S'adapter ou disparaître

Cambridge, Massachussets, 2024

Costuma-se dizer, “s'adapter ou disparaître.” 

Deixámos para trás os que, sentados na areia de Crane Beach, num dia de verão magnífico, muito adequadamente discutiam em que cadeiras do LLM se iam inscrever. Eu e a minha amiga Aine decidimos que era tempo de arregaçar as baínhas das calças, medir a temperatura do mar, ver se eram diferentes as conchas americanas e conversar ao longo da linha da água (que fica mesmo, mesmo em frente a Portugal). A Aine é japonesa, e tal como todos os japoneses que conheço, é extremamente educada, gentil e atenciosa, mas tem um lado americano muito forte, por ter vivido em Washington muitos anos: entusiasma-se, salta de alegria, e fala muito alto. Foi nesta excitação, com montes de conchas nas mãos, que passou por nós uma mulher ruiva, exótica, com os olhos muito redondos e muito grandes, com um ar tão divertido quanto inteligente, e que nos perguntou se queríamos uma fotografia, enquanto segurava numa superfície concava, com umas letras gravadas, que eu supus serem as suas iniciais, e da qual saia um líquido com um pozinho esverdeado que consumia através de uma palhinha. Não me lembro se a fotografia chegou a ser tirada, porque a atenção de ambas recaiu em cheio sobre esta mulher fascinante e sobre a sua bebida, que nos apressámos a decifrar. Ficamos a saber que a mulher era argentina, que a bebida era uma infusão da planta erva-mate, bebida típica do povo Guarani, que tinha vindo para Boston fazer o doutoramento, que conheceu cá o marido, e que vivem com as duas filhas ao lado de Harvard Square. Harvard Square é a parte mais bonita de Harvard, onde foi filmado o Love Story e onde Jen e Oliver se atiram para o pátio coberto de neve e deixam os desenhos de anjos cravados no chão, ao som da música do Andy Williams que torna tudo maravilhoso.

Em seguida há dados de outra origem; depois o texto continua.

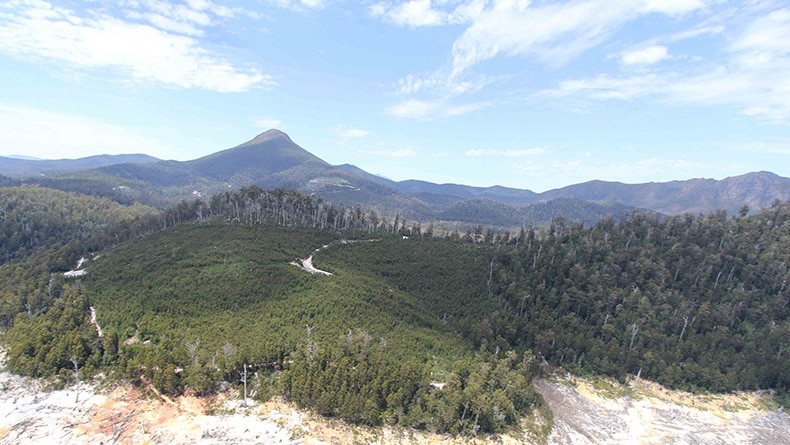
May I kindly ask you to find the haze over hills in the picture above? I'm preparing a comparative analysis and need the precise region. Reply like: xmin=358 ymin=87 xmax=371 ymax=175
xmin=0 ymin=130 xmax=790 ymax=226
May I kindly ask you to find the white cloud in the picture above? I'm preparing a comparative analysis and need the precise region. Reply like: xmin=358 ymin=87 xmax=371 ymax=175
xmin=370 ymin=0 xmax=449 ymax=26
xmin=368 ymin=0 xmax=487 ymax=27
xmin=620 ymin=45 xmax=669 ymax=65
xmin=510 ymin=157 xmax=716 ymax=187
xmin=0 ymin=1 xmax=275 ymax=92
xmin=464 ymin=147 xmax=546 ymax=157
xmin=265 ymin=0 xmax=328 ymax=11
xmin=539 ymin=9 xmax=790 ymax=124
xmin=0 ymin=105 xmax=175 ymax=159
xmin=386 ymin=99 xmax=487 ymax=120
xmin=453 ymin=0 xmax=704 ymax=72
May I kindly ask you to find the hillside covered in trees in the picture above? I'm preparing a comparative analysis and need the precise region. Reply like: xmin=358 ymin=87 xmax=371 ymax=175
xmin=0 ymin=186 xmax=790 ymax=433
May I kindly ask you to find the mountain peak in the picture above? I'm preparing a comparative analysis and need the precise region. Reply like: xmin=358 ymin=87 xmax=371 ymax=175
xmin=248 ymin=128 xmax=293 ymax=144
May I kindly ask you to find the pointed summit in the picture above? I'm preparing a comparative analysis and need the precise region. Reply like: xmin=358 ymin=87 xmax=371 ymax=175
xmin=240 ymin=128 xmax=294 ymax=147
xmin=188 ymin=130 xmax=329 ymax=184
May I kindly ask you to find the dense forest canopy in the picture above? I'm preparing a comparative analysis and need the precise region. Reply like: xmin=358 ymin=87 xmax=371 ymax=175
xmin=0 ymin=186 xmax=790 ymax=432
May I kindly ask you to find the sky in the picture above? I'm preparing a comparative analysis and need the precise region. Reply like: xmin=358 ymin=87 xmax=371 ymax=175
xmin=0 ymin=0 xmax=790 ymax=192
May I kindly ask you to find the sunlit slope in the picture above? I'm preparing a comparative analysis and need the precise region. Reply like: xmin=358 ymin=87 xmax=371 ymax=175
xmin=83 ymin=224 xmax=466 ymax=359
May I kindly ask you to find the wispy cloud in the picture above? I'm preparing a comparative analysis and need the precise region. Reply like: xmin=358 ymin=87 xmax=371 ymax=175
xmin=264 ymin=0 xmax=330 ymax=11
xmin=620 ymin=45 xmax=669 ymax=65
xmin=369 ymin=0 xmax=705 ymax=119
xmin=452 ymin=0 xmax=705 ymax=72
xmin=386 ymin=99 xmax=487 ymax=120
xmin=0 ymin=105 xmax=175 ymax=159
xmin=464 ymin=147 xmax=546 ymax=157
xmin=0 ymin=0 xmax=275 ymax=92
xmin=540 ymin=9 xmax=790 ymax=124
xmin=359 ymin=148 xmax=417 ymax=158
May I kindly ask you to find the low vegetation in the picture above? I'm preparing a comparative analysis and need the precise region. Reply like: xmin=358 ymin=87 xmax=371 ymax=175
xmin=0 ymin=182 xmax=790 ymax=434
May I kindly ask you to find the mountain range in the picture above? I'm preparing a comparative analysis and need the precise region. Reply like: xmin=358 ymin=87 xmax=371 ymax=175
xmin=0 ymin=130 xmax=790 ymax=226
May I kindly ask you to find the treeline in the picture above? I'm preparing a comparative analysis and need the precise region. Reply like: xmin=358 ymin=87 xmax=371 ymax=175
xmin=491 ymin=202 xmax=790 ymax=395
xmin=0 ymin=181 xmax=790 ymax=433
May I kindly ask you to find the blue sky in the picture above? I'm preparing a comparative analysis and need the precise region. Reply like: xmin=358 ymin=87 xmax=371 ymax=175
xmin=0 ymin=0 xmax=790 ymax=192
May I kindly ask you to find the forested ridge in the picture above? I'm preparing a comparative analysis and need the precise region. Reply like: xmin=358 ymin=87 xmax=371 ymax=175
xmin=0 ymin=182 xmax=790 ymax=433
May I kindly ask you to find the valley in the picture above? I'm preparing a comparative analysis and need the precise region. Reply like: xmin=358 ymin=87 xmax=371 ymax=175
xmin=0 ymin=145 xmax=790 ymax=443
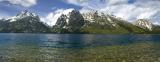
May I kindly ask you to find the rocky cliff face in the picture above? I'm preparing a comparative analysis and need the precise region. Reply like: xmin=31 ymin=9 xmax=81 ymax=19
xmin=54 ymin=10 xmax=84 ymax=32
xmin=135 ymin=19 xmax=153 ymax=31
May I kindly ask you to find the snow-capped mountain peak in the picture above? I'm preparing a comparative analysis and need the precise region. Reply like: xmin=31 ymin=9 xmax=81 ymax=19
xmin=7 ymin=10 xmax=38 ymax=22
xmin=135 ymin=19 xmax=153 ymax=31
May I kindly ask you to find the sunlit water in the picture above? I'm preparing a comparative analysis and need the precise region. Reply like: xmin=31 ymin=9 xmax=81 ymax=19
xmin=0 ymin=33 xmax=160 ymax=62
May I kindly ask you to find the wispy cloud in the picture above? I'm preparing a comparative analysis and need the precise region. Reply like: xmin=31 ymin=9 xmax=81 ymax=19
xmin=65 ymin=0 xmax=160 ymax=24
xmin=0 ymin=0 xmax=37 ymax=7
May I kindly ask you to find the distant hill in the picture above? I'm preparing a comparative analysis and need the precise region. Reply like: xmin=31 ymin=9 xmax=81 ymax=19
xmin=0 ymin=10 xmax=160 ymax=34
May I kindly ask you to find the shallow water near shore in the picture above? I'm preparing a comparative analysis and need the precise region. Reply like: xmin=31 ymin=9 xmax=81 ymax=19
xmin=0 ymin=33 xmax=160 ymax=62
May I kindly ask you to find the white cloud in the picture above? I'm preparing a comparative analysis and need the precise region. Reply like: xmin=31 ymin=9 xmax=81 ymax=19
xmin=0 ymin=0 xmax=37 ymax=7
xmin=65 ymin=0 xmax=160 ymax=24
xmin=41 ymin=8 xmax=74 ymax=26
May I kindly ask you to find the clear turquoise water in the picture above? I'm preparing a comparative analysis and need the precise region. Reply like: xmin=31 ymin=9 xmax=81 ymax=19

Por todas estas razões, a senhora transformou-se instantaneamente num ídolo e achei, achámos, que nunca iríamos encontrar alguém que nos pudesse dar recomendações tão boas sobre Harvard. Disparámos em perguntas. A senhora argentina sorria com um ar divertidíssimo – eu imagino que o nosso fascínio por ela devesse ser óbvio. Disse-nos que o melhor café para ir se chama Faro, e olhou para mim: se calhar os donos até são portugueses.

Não demorei muito a ir espreitar o café Faro, que depressa se tornou o meu café preferido. O café é realmente extraordinário, com plantas a crescer em vasos em todas as direções. Os empregados são brasileiros, e ainda não consegui saber nada sobre os donos. No café não há pressa. A fila é grande porque os dois empregados conversam com quem se lhes dirige como se estivessem a falar com velhos amigos que lhes merecem toda a atenção. Hoje, um senhor esperava pelo seu café, de livro na mão (così è (se vi pare), de Pirandello), e enquanto lhes explicava a falta que lhe faz Itália, um dos empregados parou de fazer o café e ficou com a caneca suspensa no ar para o ouvir melhor. No ar ecoam gargalhadas e bossa nova. Quem quiser pode trocar o disco de vinil que está a girar, porque o gira-discos e os vinis estão à disposição, mas quem se atrever a abrir um computador dentro do café ouve uma reprimenda. Os ipads só são permitidos se forem usados para desenhar, regra de que beneficia uma rapariga que conheci, e que faz do café escritório, no seu projeto de ilustração de casamentos. As mesas são de grupo e corridas, e alternam-se os grupos de amigos que já se conhecem com as pessoas que levam livros ou ipads para desenhar, e que muitas vezes acabam a conversar. Como há mais pessoas que mesas, há quem se sente no chão, e há cães, muitos cães. 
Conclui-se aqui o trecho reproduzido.